The Older Pediatric COVID-19 Problem

Video

At a time when schools and college campuses have reopened, an expert discusses adolescents' trends in spreading COVID-19 more easily, and the lack of testing available to them.

An asymptomatic pediatric coronavirus 2019 (COVID-19) rate of just 1% is enough to assure that modern testing protocol could never practically resolve the spread of undetectable cases.

But that doesn’t make the current US COVID-19 testing strategy any more appropriate.
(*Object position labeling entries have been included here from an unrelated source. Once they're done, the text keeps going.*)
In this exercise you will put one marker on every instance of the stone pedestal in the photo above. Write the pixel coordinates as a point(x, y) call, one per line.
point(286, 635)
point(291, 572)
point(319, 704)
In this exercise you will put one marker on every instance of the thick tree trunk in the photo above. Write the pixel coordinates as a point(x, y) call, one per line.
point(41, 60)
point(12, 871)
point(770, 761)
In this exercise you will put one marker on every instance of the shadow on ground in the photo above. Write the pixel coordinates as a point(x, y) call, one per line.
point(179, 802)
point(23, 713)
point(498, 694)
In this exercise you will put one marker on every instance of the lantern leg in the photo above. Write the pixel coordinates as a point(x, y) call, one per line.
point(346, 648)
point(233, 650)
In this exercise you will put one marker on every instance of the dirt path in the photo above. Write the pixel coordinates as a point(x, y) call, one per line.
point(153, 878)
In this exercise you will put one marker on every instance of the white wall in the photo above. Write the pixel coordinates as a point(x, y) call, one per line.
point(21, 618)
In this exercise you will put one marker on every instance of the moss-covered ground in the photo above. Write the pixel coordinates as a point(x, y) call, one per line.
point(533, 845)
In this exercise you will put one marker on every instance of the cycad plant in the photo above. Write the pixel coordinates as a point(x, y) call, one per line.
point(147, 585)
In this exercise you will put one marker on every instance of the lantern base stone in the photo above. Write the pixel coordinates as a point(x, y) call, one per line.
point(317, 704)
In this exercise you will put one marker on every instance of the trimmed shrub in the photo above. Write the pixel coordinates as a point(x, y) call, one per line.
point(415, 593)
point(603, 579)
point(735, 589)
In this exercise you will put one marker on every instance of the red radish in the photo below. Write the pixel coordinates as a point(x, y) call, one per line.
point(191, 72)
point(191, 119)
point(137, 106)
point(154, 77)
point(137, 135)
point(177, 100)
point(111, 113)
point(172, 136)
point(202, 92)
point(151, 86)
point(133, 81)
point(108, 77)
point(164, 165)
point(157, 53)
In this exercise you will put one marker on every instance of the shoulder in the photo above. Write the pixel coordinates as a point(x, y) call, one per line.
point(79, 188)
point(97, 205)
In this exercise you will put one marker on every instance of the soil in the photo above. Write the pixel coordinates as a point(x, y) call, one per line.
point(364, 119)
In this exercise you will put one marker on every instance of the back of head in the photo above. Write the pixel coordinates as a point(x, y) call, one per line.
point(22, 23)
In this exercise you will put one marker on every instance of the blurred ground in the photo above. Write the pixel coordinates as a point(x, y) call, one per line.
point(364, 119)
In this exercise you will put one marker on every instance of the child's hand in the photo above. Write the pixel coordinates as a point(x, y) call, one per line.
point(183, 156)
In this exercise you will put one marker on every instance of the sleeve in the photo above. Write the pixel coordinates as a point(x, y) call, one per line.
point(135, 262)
In the final segment of an interview with Contagion®, Dylan K. Chan, MD, of the University of California San Francisco (UCSF) Division of Pediatric Otolaryngology, Department of Otolaryngology—Head and Neck Surgery, shared perspective on what his team’s Pediatric COVID-19 Risk Assessment Tool means for younger patient spread in the coming months.

As he explained, small prevalence rates from 1-3% create an inevitability of “super spread” events in classrooms, get-togethers, and other gatherings.

“I don’t think it’s a surprise at all, knowing what we know about these numbers,” he said.

Chan also explained what these findings, coupled with national guidance to refrain from asymptomatic-risk testing due to limited resources, spell for future management of COVID-19.

He’s in agreement that, in current circumstances of testing scarcity, greater-risk persons need to be prioritized—and that puts children at the end of the line.

“That’s not an ideal situation, and we’re never going to get things under control as long as we’re in that situation,” he said.